Brunel Professor of Gerontology and Public Health, Christina Victor, and colleagues at St George’s, used group interviews to find out how adults with intellectual disabilities and parent carers found the experience of their PPI involvement in a recent study which evaluated the effectiveness of annual health checks for intellectually disabled adults.

Feedback was generally very positive. Their public involvement role in the study made them feel valued and that their voices were important, rather than perceiving their involvement to be tokenistic, or that their contribution was not respected as valid and important by the research team.

Parent carers saw themselves as empowered collaborators, rather than just contributors toward what the researchers wanted to explore, and both groups noted that being involved in the dissemination of research findings was important: they had an overwhelmingly positive experience attending a conference where findings were presented.

“I’ve loved [taking part in research] but others don’t think we can, you know … because of our learning disability … they don’t understand,” said one participant, with another adding: “They assume the worst, if you know what I mean. It’s like, oh, this person’s got a learning disability, don’t think they can do that. They judge you before they even know you.”

Professor Victor and colleagues explained that the impact of the participants on their recent study was vital, because their input put the findings into context.

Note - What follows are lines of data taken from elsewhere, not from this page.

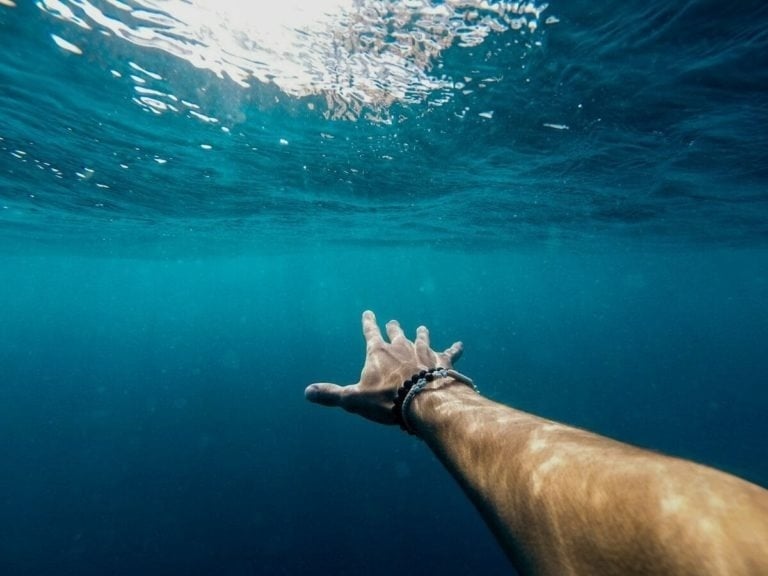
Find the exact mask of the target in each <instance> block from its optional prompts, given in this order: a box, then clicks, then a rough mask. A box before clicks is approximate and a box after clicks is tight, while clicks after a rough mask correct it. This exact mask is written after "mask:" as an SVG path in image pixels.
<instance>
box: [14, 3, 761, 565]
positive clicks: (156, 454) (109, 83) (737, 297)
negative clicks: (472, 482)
mask: <svg viewBox="0 0 768 576" xmlns="http://www.w3.org/2000/svg"><path fill="white" fill-rule="evenodd" d="M305 4H306V5H305ZM766 24H768V5H766V4H765V3H762V2H750V1H748V0H744V1H741V2H737V3H735V4H731V5H727V6H726V5H724V4H723V3H722V2H714V1H703V0H698V1H688V2H678V3H666V2H661V1H659V0H652V1H650V2H648V1H646V2H639V1H635V0H630V1H627V2H622V3H615V2H614V3H602V4H601V3H597V4H596V3H594V2H582V1H571V2H559V1H556V0H555V1H553V2H551V3H550V4H549V5H547V6H545V5H544V4H539V5H536V4H532V3H531V4H525V3H509V2H488V3H481V2H475V1H472V0H466V1H464V2H447V1H446V2H437V1H432V2H429V1H427V0H414V1H409V2H404V1H401V2H385V1H374V0H358V1H355V0H330V1H324V2H320V1H318V2H316V3H314V2H313V3H303V2H298V1H294V0H282V1H281V2H266V1H264V2H237V1H235V0H221V1H219V2H216V1H214V0H211V1H209V2H205V1H203V0H196V1H184V0H175V1H174V0H166V1H159V0H155V1H150V0H125V1H123V2H118V1H117V0H102V1H96V0H59V1H57V0H40V1H37V2H31V1H24V0H14V1H11V0H0V40H2V50H0V279H2V281H0V573H2V574H4V575H5V574H7V575H14V576H15V575H30V576H32V575H34V576H38V575H40V576H42V575H84V576H88V575H104V574H112V575H133V574H147V575H171V574H174V575H175V574H184V575H197V574H200V575H202V574H220V575H233V576H234V575H252V574H289V575H292V574H355V575H358V574H371V575H378V574H391V573H401V574H419V573H425V572H427V571H428V572H430V573H440V574H444V575H454V574H456V575H459V574H489V575H490V574H509V573H510V572H511V568H510V566H509V564H508V562H507V560H506V559H505V557H504V555H503V554H502V553H501V551H500V549H499V548H498V546H497V545H496V543H495V541H494V540H493V538H492V536H491V534H490V532H489V531H488V530H487V528H486V527H485V526H484V525H483V523H482V522H481V520H480V519H479V517H478V515H477V513H476V512H475V510H474V509H473V508H472V506H471V505H470V504H469V502H468V501H467V500H466V499H465V497H464V496H463V494H462V493H461V491H460V490H459V488H458V487H457V486H456V485H455V483H454V481H453V480H452V479H451V478H450V477H449V476H448V474H447V473H446V472H445V471H444V470H443V469H442V468H441V466H440V464H439V463H438V462H437V461H436V460H435V458H434V457H433V456H432V455H431V454H430V453H429V451H428V450H427V449H426V447H425V446H423V445H422V444H421V443H420V442H419V441H418V440H416V439H414V438H410V437H407V436H406V435H404V434H402V433H401V432H400V431H399V430H395V429H394V428H384V427H380V426H377V425H374V424H372V423H369V422H365V421H362V420H360V419H359V418H355V417H353V416H351V415H349V414H347V413H344V412H342V411H339V410H330V409H326V408H322V407H318V406H313V405H310V404H308V403H307V402H306V401H305V400H304V398H303V390H304V387H305V386H306V385H307V384H309V383H311V382H314V381H336V382H340V383H352V382H354V381H356V379H357V377H358V375H359V371H360V368H361V365H362V359H363V354H364V347H363V343H362V338H361V335H360V328H359V316H360V313H361V312H362V311H363V310H364V309H366V308H370V309H373V310H375V311H376V313H377V315H378V317H379V319H380V320H382V321H386V320H387V319H390V318H398V319H399V320H400V321H401V323H402V324H403V326H404V328H405V329H406V331H407V332H408V333H409V334H413V332H414V331H415V328H416V326H417V325H419V324H421V323H424V324H427V325H428V326H429V327H430V329H431V331H432V337H433V342H434V343H435V345H436V346H437V347H443V346H447V345H448V344H450V343H451V342H452V341H454V340H455V339H462V340H463V341H464V343H465V349H466V352H465V356H464V358H462V360H461V363H460V365H459V367H460V368H461V369H462V371H464V372H465V373H467V374H468V375H470V376H472V377H473V378H474V379H475V380H476V381H477V382H478V384H479V386H480V389H481V391H482V392H483V393H484V394H486V395H488V396H490V397H492V398H495V399H497V400H499V401H502V402H506V403H509V404H511V405H514V406H516V407H518V408H521V409H523V410H527V411H531V412H534V413H537V414H540V415H543V416H546V417H549V418H553V419H556V420H559V421H563V422H566V423H569V424H573V425H577V426H582V427H585V428H588V429H591V430H594V431H596V432H599V433H602V434H605V435H608V436H611V437H614V438H618V439H620V440H624V441H626V442H631V443H634V444H637V445H640V446H644V447H647V448H650V449H653V450H658V451H662V452H666V453H670V454H674V455H678V456H682V457H686V458H691V459H694V460H696V461H699V462H702V463H706V464H709V465H712V466H716V467H718V468H721V469H724V470H726V471H729V472H731V473H734V474H737V475H739V476H742V477H744V478H746V479H749V480H751V481H753V482H756V483H758V484H762V485H764V486H765V485H768V443H766V438H768V422H766V418H765V414H766V412H767V411H768V387H767V386H766V374H768V354H767V352H768V344H767V343H768V58H767V57H766V55H768V32H767V30H768V26H766Z"/></svg>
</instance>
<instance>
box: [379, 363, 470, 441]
mask: <svg viewBox="0 0 768 576" xmlns="http://www.w3.org/2000/svg"><path fill="white" fill-rule="evenodd" d="M471 397H478V390H477V388H476V387H475V384H474V382H473V381H472V380H471V379H470V378H468V377H466V376H464V375H463V374H461V373H459V372H456V371H455V370H453V369H446V368H433V369H431V370H422V371H421V372H419V373H418V374H415V375H414V376H412V377H411V378H410V379H408V380H406V381H405V382H403V385H402V386H401V387H400V388H399V389H398V391H397V394H396V396H395V403H394V406H393V408H392V412H393V414H394V416H395V420H396V421H397V422H398V423H399V424H400V427H401V428H402V429H403V430H405V431H406V432H408V433H409V434H418V435H420V436H421V434H420V431H419V430H418V429H417V426H416V423H417V422H419V424H427V423H429V422H430V421H431V420H432V419H433V416H434V415H435V414H436V413H437V411H445V409H446V408H448V409H449V410H450V409H451V405H452V404H453V405H454V406H455V405H456V401H458V404H459V405H461V404H463V403H464V402H465V401H466V400H467V399H468V398H471ZM425 398H426V399H428V400H429V401H426V400H425Z"/></svg>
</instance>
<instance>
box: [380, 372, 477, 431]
mask: <svg viewBox="0 0 768 576" xmlns="http://www.w3.org/2000/svg"><path fill="white" fill-rule="evenodd" d="M438 378H453V379H454V380H456V381H457V382H461V383H462V384H466V385H467V386H469V387H470V388H472V389H473V390H474V391H475V392H478V390H477V386H475V383H474V382H473V381H472V379H471V378H468V377H467V376H464V374H461V373H459V372H456V370H448V369H446V368H440V367H437V368H431V369H429V370H422V371H421V372H419V373H417V374H414V375H413V376H411V377H410V378H409V379H408V380H406V381H405V382H403V385H402V386H401V387H400V388H398V389H397V394H396V395H395V405H394V406H392V414H393V415H394V417H395V420H396V421H397V423H398V424H400V428H402V429H403V430H405V431H406V432H408V434H416V430H414V428H413V426H411V424H410V422H408V417H407V416H406V414H407V413H408V408H409V407H410V405H411V402H413V399H414V397H415V396H416V394H418V393H419V392H421V391H422V390H423V389H424V388H425V387H426V385H427V384H428V383H430V382H432V381H433V380H437V379H438Z"/></svg>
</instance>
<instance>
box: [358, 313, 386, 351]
mask: <svg viewBox="0 0 768 576" xmlns="http://www.w3.org/2000/svg"><path fill="white" fill-rule="evenodd" d="M363 336H365V342H366V344H367V346H368V347H369V348H370V347H371V346H373V345H376V344H381V343H382V342H384V339H383V338H382V337H381V330H379V325H378V324H376V315H375V314H374V313H373V312H371V311H370V310H366V311H365V312H363Z"/></svg>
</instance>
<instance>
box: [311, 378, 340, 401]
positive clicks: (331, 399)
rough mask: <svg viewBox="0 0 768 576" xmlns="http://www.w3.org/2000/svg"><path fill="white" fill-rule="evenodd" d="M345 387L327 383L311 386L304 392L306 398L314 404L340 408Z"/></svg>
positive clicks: (319, 383)
mask: <svg viewBox="0 0 768 576" xmlns="http://www.w3.org/2000/svg"><path fill="white" fill-rule="evenodd" d="M343 390H344V387H343V386H339V385H338V384H328V383H325V382H321V383H317V384H310V385H309V386H307V387H306V389H305V390H304V398H306V399H307V400H309V401H310V402H312V403H314V404H322V405H323V406H339V405H341V396H342V391H343Z"/></svg>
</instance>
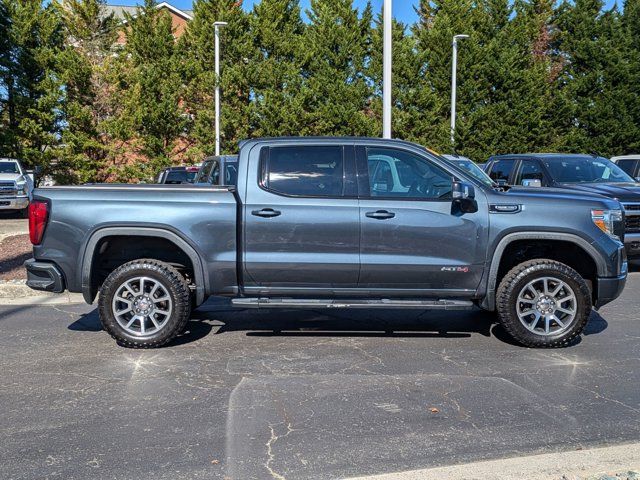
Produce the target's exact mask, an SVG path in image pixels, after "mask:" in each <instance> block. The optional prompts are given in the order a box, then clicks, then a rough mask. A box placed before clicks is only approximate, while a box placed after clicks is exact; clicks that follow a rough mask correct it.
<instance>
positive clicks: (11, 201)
mask: <svg viewBox="0 0 640 480" xmlns="http://www.w3.org/2000/svg"><path fill="white" fill-rule="evenodd" d="M28 206H29V197H0V210H24V209H25V208H27V207H28Z"/></svg>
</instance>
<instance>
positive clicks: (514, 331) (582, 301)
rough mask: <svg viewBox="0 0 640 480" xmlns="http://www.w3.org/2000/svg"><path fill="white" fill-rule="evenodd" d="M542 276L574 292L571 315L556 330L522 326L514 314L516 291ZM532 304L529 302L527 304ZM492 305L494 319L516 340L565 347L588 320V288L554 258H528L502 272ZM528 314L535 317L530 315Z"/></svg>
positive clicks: (537, 345)
mask: <svg viewBox="0 0 640 480" xmlns="http://www.w3.org/2000/svg"><path fill="white" fill-rule="evenodd" d="M544 277H552V278H556V279H558V280H561V281H562V282H564V283H565V284H566V285H567V286H568V287H569V288H570V289H571V290H573V292H572V293H573V294H574V295H575V306H574V310H575V317H574V319H573V321H572V322H571V323H569V324H568V325H567V327H566V329H565V330H563V331H559V332H558V333H557V334H553V333H551V334H546V335H545V334H543V333H542V332H540V333H536V332H534V331H532V330H530V329H528V328H527V327H525V325H524V324H523V323H522V322H521V321H520V318H519V316H518V303H519V301H518V297H519V295H520V294H521V292H522V291H523V289H524V288H525V287H526V286H527V285H528V284H529V283H530V282H533V281H536V280H537V279H542V278H544ZM520 305H522V304H520ZM554 305H555V304H554ZM534 306H535V305H531V308H533V307H534ZM496 307H497V311H498V320H499V321H500V323H501V324H502V326H503V327H504V329H505V330H506V331H507V333H508V334H509V335H510V336H511V337H512V338H513V339H514V340H516V341H517V342H518V343H520V344H522V345H524V346H527V347H534V348H559V347H566V346H567V345H569V344H570V343H571V342H572V341H573V340H574V339H575V338H576V337H577V336H578V335H580V334H581V333H582V331H583V330H584V327H585V326H586V324H587V321H588V320H589V315H590V314H591V292H590V290H589V287H588V285H587V283H586V281H585V280H584V279H583V278H582V277H581V276H580V274H578V272H576V271H575V270H574V269H572V268H571V267H569V266H567V265H565V264H563V263H560V262H557V261H555V260H548V259H537V260H530V261H527V262H524V263H521V264H520V265H517V266H516V267H514V268H513V269H511V271H509V273H507V274H506V275H505V276H504V278H503V279H502V281H501V282H500V285H499V286H498V290H497V293H496ZM521 308H522V307H521ZM550 308H553V307H550ZM522 313H526V312H522ZM554 313H555V312H554ZM529 318H532V319H533V318H535V317H533V315H532V316H531V317H529ZM536 322H537V320H536ZM537 325H539V324H537Z"/></svg>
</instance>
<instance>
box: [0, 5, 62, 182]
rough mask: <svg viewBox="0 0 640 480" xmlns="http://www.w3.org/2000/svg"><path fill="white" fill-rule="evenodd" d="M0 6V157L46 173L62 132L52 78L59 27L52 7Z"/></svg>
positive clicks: (52, 80)
mask: <svg viewBox="0 0 640 480" xmlns="http://www.w3.org/2000/svg"><path fill="white" fill-rule="evenodd" d="M2 1H3V4H2V5H3V6H2V9H3V14H4V15H6V17H5V18H4V19H3V21H2V22H3V31H2V37H4V38H3V40H2V51H1V52H2V53H1V54H0V55H1V60H0V62H1V63H2V66H0V72H1V73H2V88H1V90H2V91H3V94H4V95H5V98H3V102H2V103H3V107H2V116H0V119H1V120H2V128H1V130H3V134H2V136H1V141H2V143H1V144H0V155H3V156H12V157H16V158H19V159H20V160H22V161H23V162H24V163H25V165H26V166H27V167H35V166H40V167H43V168H44V172H45V173H49V172H50V171H51V164H52V160H53V159H54V158H55V149H56V147H57V145H58V143H59V134H60V131H61V129H62V122H61V118H60V116H59V112H60V104H61V90H62V85H61V82H60V80H59V78H58V76H57V75H56V64H57V59H58V56H59V54H60V49H61V47H62V33H61V22H60V19H59V17H58V15H57V14H56V12H55V9H54V7H53V6H52V5H46V6H45V5H43V4H42V3H41V2H39V1H37V0H2Z"/></svg>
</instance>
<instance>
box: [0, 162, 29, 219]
mask: <svg viewBox="0 0 640 480" xmlns="http://www.w3.org/2000/svg"><path fill="white" fill-rule="evenodd" d="M31 175H32V174H30V172H27V171H26V170H25V169H24V167H23V166H22V164H21V163H20V162H19V161H18V160H15V159H13V158H0V210H18V211H20V212H21V213H22V215H23V216H24V217H26V216H27V207H28V206H29V200H30V199H31V194H32V193H33V178H32V177H31Z"/></svg>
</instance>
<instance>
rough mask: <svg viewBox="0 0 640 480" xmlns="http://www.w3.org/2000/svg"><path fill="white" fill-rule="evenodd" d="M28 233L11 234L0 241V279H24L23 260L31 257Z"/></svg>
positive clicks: (0, 279) (11, 279) (4, 279)
mask: <svg viewBox="0 0 640 480" xmlns="http://www.w3.org/2000/svg"><path fill="white" fill-rule="evenodd" d="M32 255H33V254H32V246H31V242H29V235H26V234H25V235H13V236H11V237H6V238H5V239H3V240H2V241H0V280H24V279H26V278H27V272H26V270H25V269H24V267H23V263H24V262H25V260H27V259H29V258H31V257H32Z"/></svg>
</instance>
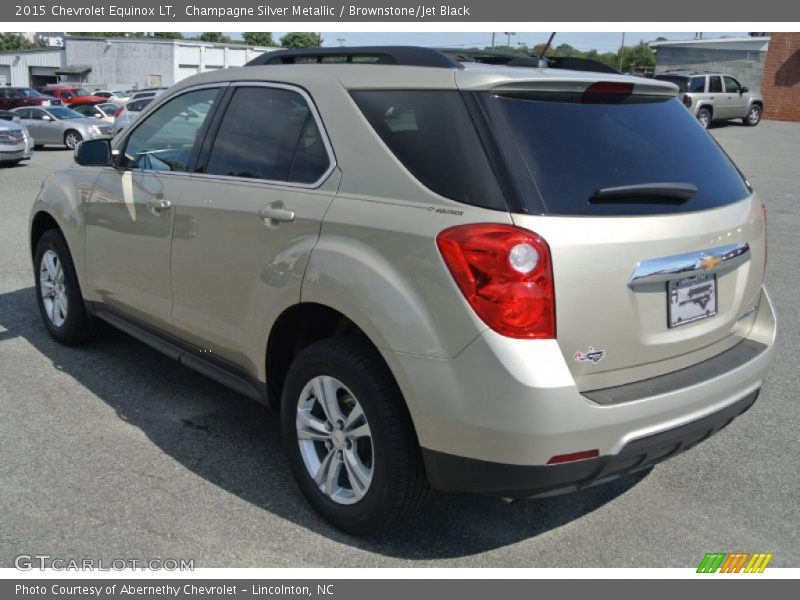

For example, when a database analysis highlighted that some adults with intellectual disabilities were not having diagnostic blood tests or flu vaccinations at their doctor’s surgery, both those with disabilities and their carers gave valuable inside into their personal experience with severe needle phobias and how such factors might influence low rates of tests and vaccinations.

Consistent with previous inclusive qualitative studies, Professor Victor and colleagues found that these study participant groups required extra time to allow for effective communication, recapping and summarising what had happened in previous meetings, processing questions and formulating responses. However, the increased time required was more than outweighed by the benefits of including adults with intellectual disabilities and their parent carers, the insights they provided on this topic and the identification of future research projects and priorities.

''I'm sure we made it a better study…': Experiences of adults with intellectual disabilities and parent carers of patient and public involvement in a health research study' is published in the Journal of Intellectual Disabilities.